Click to See Complete Forum and Search --> : Simple (Ha!) Internet Sharing Problem
TheLlamaRama
05-07-2002, 01:35 AM
I have a couple year old OEM Celeron machine running SuSE 7.3 and an iBook 500 running Yellow Dog 2.2. Being the oh-so-clever computing guru I am, I bought myself a Linksys router (hub?) to try and share my cable connection between the two. Here's the setup:
Wall
|
Cable Modem
|
Router________
| |
PC iBook
Hooked up exactly as so, I can get one of the machines to conect to the 'net by simply turning it on before I start the other. Whichever starts first makes it past the eth0[ok] stage and the other is stuck hanging with no connection. Anyone catch where I'm screwing up?
forand
05-07-2002, 03:38 AM
I would suspect that you bought a switch or hub and not a router, assuming that you can get each machine to connect individually. Check the model and see if it has routing capablities if not then you would have to use one of the machines as a router and get another network card. I could be wrong though.
michaelk
05-07-2002, 07:41 AM
Interesting problem. At first glance it might be a DHCP error. I would make sure the cable modem/computers are connected correctly. You might have a DHCP or IP addressing issue. Try changing the computers to a static IP address i.e. 192.168.0.xx and see if that works.
chikn
05-07-2002, 05:24 PM
We first need to no if its really a router or a hub. It sounds to me that its a hub and your only getting 1 IP adress (which is normal) from you Cable provider. Wheh the other box comes up the the ISP wont give you another address.

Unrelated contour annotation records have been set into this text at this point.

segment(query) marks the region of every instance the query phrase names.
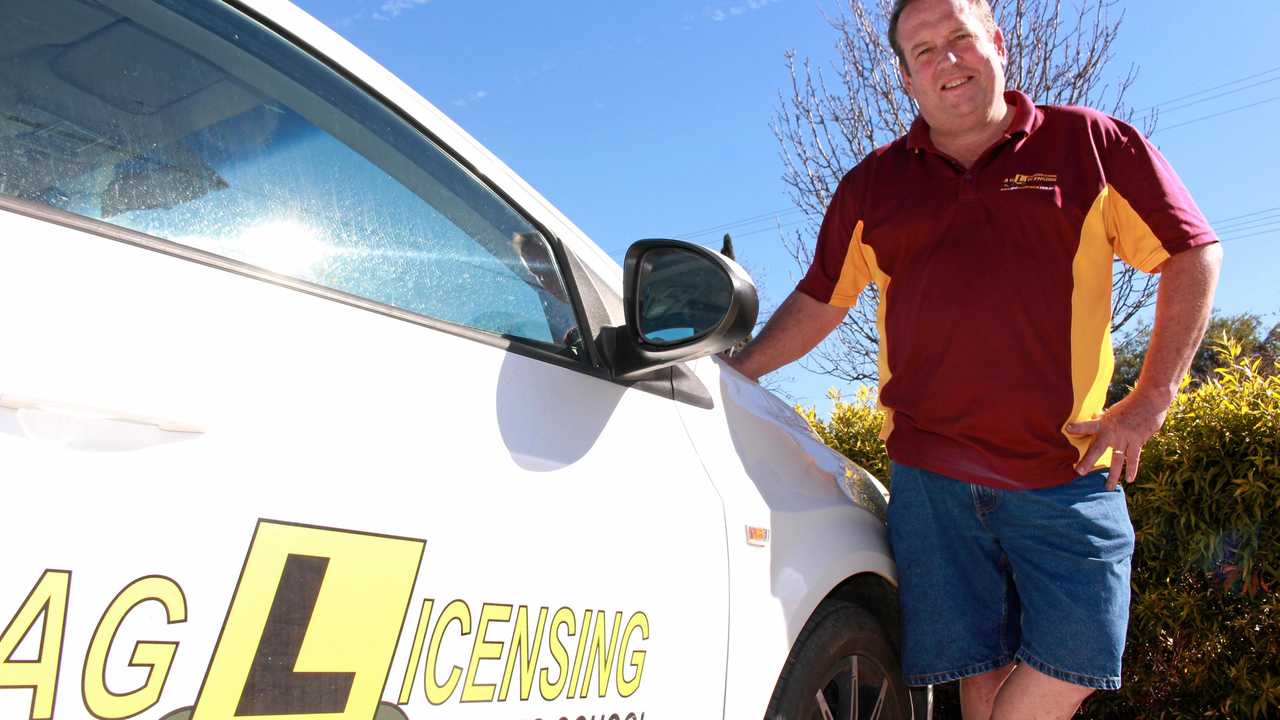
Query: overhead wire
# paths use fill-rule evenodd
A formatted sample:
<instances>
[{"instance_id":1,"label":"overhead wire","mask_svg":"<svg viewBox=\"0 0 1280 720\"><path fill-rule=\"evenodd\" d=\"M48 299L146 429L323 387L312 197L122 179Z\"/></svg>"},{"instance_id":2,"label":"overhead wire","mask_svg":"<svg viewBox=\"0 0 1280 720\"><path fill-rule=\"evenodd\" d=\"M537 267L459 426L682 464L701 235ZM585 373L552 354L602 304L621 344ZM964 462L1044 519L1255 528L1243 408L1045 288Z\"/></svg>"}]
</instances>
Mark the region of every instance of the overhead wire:
<instances>
[{"instance_id":1,"label":"overhead wire","mask_svg":"<svg viewBox=\"0 0 1280 720\"><path fill-rule=\"evenodd\" d=\"M1230 110L1222 110L1221 113L1213 113L1211 115L1203 115L1203 117L1199 117L1199 118L1194 118L1194 119L1190 119L1190 120L1187 120L1187 122L1183 122L1183 123L1176 123L1176 124L1172 124L1172 126L1164 126L1161 128L1156 128L1156 132L1153 132L1151 135L1158 135L1158 133L1162 133L1165 131L1170 131L1170 129L1174 129L1174 128L1180 128L1180 127L1185 127L1185 126L1201 123L1201 122L1204 122L1204 120L1212 120L1213 118L1221 118L1222 115L1230 115L1231 113L1239 113L1240 110L1248 110L1249 108L1257 108L1258 105L1266 105L1268 102L1275 102L1276 100L1280 100L1280 95L1275 95L1275 96L1267 97L1266 100L1258 100L1257 102L1249 102L1248 105L1240 105L1239 108L1231 108Z\"/></svg>"},{"instance_id":2,"label":"overhead wire","mask_svg":"<svg viewBox=\"0 0 1280 720\"><path fill-rule=\"evenodd\" d=\"M1188 92L1187 95L1180 95L1178 97L1174 97L1174 99L1170 99L1170 100L1165 100L1162 102L1156 102L1155 105L1148 105L1147 108L1142 108L1140 110L1134 110L1134 113L1135 114L1142 114L1142 113L1146 113L1148 110L1155 110L1155 109L1162 108L1165 105L1172 105L1174 102L1181 102L1183 100L1189 100L1192 97L1198 97L1198 96L1204 95L1207 92L1213 92L1215 90L1222 90L1224 87L1230 87L1233 85L1239 85L1242 82L1248 82L1251 79L1256 79L1256 78L1260 78L1260 77L1263 77L1263 76L1268 76L1268 74L1272 74L1272 73L1277 73L1277 72L1280 72L1280 65L1277 65L1275 68L1268 68L1268 69L1262 70L1260 73L1253 73L1251 76L1244 76L1242 78L1231 79L1231 81L1224 82L1224 83L1220 83L1220 85L1215 85L1212 87L1206 87L1203 90L1197 90L1196 92ZM1270 81L1267 81L1267 82L1270 82Z\"/></svg>"},{"instance_id":3,"label":"overhead wire","mask_svg":"<svg viewBox=\"0 0 1280 720\"><path fill-rule=\"evenodd\" d=\"M1183 110L1185 108L1199 105L1202 102L1208 102L1211 100L1219 100L1221 97L1235 95L1235 94L1243 92L1245 90L1252 90L1252 88L1262 86L1262 85L1268 85L1268 83L1272 83L1272 82L1280 82L1280 74L1276 74L1276 73L1280 73L1280 65L1276 65L1274 68L1268 68L1268 69L1265 69L1265 70L1261 70L1261 72L1257 72L1257 73L1253 73L1253 74L1248 74L1248 76L1244 76L1244 77L1240 77L1240 78L1236 78L1236 79L1233 79L1233 81L1222 82L1222 83L1219 83L1219 85L1215 85L1215 86L1211 86L1211 87L1197 90L1197 91L1189 92L1187 95L1180 95L1178 97L1172 97L1172 99L1165 100L1162 102L1156 102L1155 105L1148 105L1146 108L1142 108L1140 110L1135 110L1135 114L1142 114L1142 113L1147 113L1147 111L1151 111L1151 110L1160 110L1160 111L1165 111L1165 113L1172 113L1172 111L1176 111L1176 110ZM1267 77L1267 76L1275 76L1275 77ZM1251 83L1251 85L1245 85L1243 87L1234 87L1233 90L1228 90L1225 92L1219 92L1217 95L1212 95L1210 97L1201 97L1202 95L1211 94L1211 92L1215 92L1215 91L1219 91L1219 90L1224 90L1224 88L1228 88L1228 87L1231 87L1231 86L1238 86L1238 85L1248 82L1248 81L1254 81L1257 78L1266 78L1266 79L1254 82L1254 83ZM1197 97L1198 100L1192 100L1190 102L1183 102L1183 101L1190 100L1193 97ZM1247 104L1247 105L1240 105L1238 108L1231 108L1231 109L1228 109L1228 110L1221 110L1219 113L1211 113L1208 115L1202 115L1202 117L1198 117L1198 118L1192 118L1189 120L1184 120L1184 122L1175 123L1175 124L1171 124L1171 126L1158 127L1152 135L1157 135L1157 133L1161 133L1161 132L1165 132L1165 131L1170 131L1170 129L1175 129L1175 128L1180 128L1180 127L1185 127L1185 126L1201 123L1201 122L1204 122L1204 120L1211 120L1213 118L1220 118L1222 115L1229 115L1231 113L1239 113L1242 110L1248 110L1251 108L1257 108L1260 105L1267 105L1267 104L1275 102L1277 100L1280 100L1280 95L1272 96L1272 97L1267 97L1267 99L1260 100L1257 102L1251 102L1251 104ZM1179 102L1181 102L1181 104L1179 105ZM1169 108L1169 105L1174 105L1174 106ZM764 223L764 222L768 222L768 220L774 220L776 222L778 218L785 218L785 217L795 215L796 213L803 213L803 211L804 210L801 208L794 208L794 206L792 208L783 208L783 209L780 209L780 210L773 210L773 211L769 211L769 213L762 213L759 215L751 215L749 218L740 218L737 220L730 220L727 223L721 223L718 225L710 225L710 227L696 229L696 231L692 231L692 232L681 233L681 234L677 234L676 237L695 238L695 237L701 237L701 236L712 234L712 233L730 232L730 231L733 231L736 228L745 228L745 227L760 224L760 223ZM1266 213L1266 211L1267 210L1260 210L1258 213L1251 213L1251 215L1252 214L1262 214L1262 213ZM1221 220L1221 223L1229 223L1229 222L1231 222L1234 219L1238 219L1238 218L1229 218L1229 219ZM804 219L800 219L800 220L788 220L788 224L790 224L790 227L795 227L796 224L800 224L803 222L804 222ZM1221 223L1219 223L1219 224L1221 224ZM771 229L781 229L781 228L776 228L776 227L767 227L767 228L759 228L759 229L753 228L749 232L737 233L735 237L749 237L749 236L753 236L753 234L760 234L763 232L769 232ZM733 236L732 232L730 232L730 234Z\"/></svg>"}]
</instances>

If it really is a router (not familiar with Best Buy routers...ie Linksys) then it sounds like its not setup for NAT and the 1 IP address is still making it to the first computer to come up.
TheLlamaRama
05-07-2002, 10:03 PM
Thanks for replying everybody.
It's a hub. I have about zero knowledge with networking hardware, but this seems to be a bad thing. Do I need to pick up a router to do what I want to accomplish or will another ethernet card in the PC do the trick? I'd much rather buy another ethernet card than a router if it's just as easy to set up.
I'd also like to change the setup in the future to connect to an Airport base station rather than directly to the iBook. Are there conflicts involved with this, on the hardware side at least? I've gotten the iBook to connect wirelessly just fine with the cable directly in the base station, so the software parts weren't overly scary for me.
michaelk
05-08-2002, 07:48 AM
It does sound like your cable service is only providing one ip address. Check with your cable service. Some ISPs provide up to 3.
If so then a hub will work. But remember that any communication between your computers will also be broadcasted to the rest of the world.
If not then with another ethernet card you can setup one computer as a router.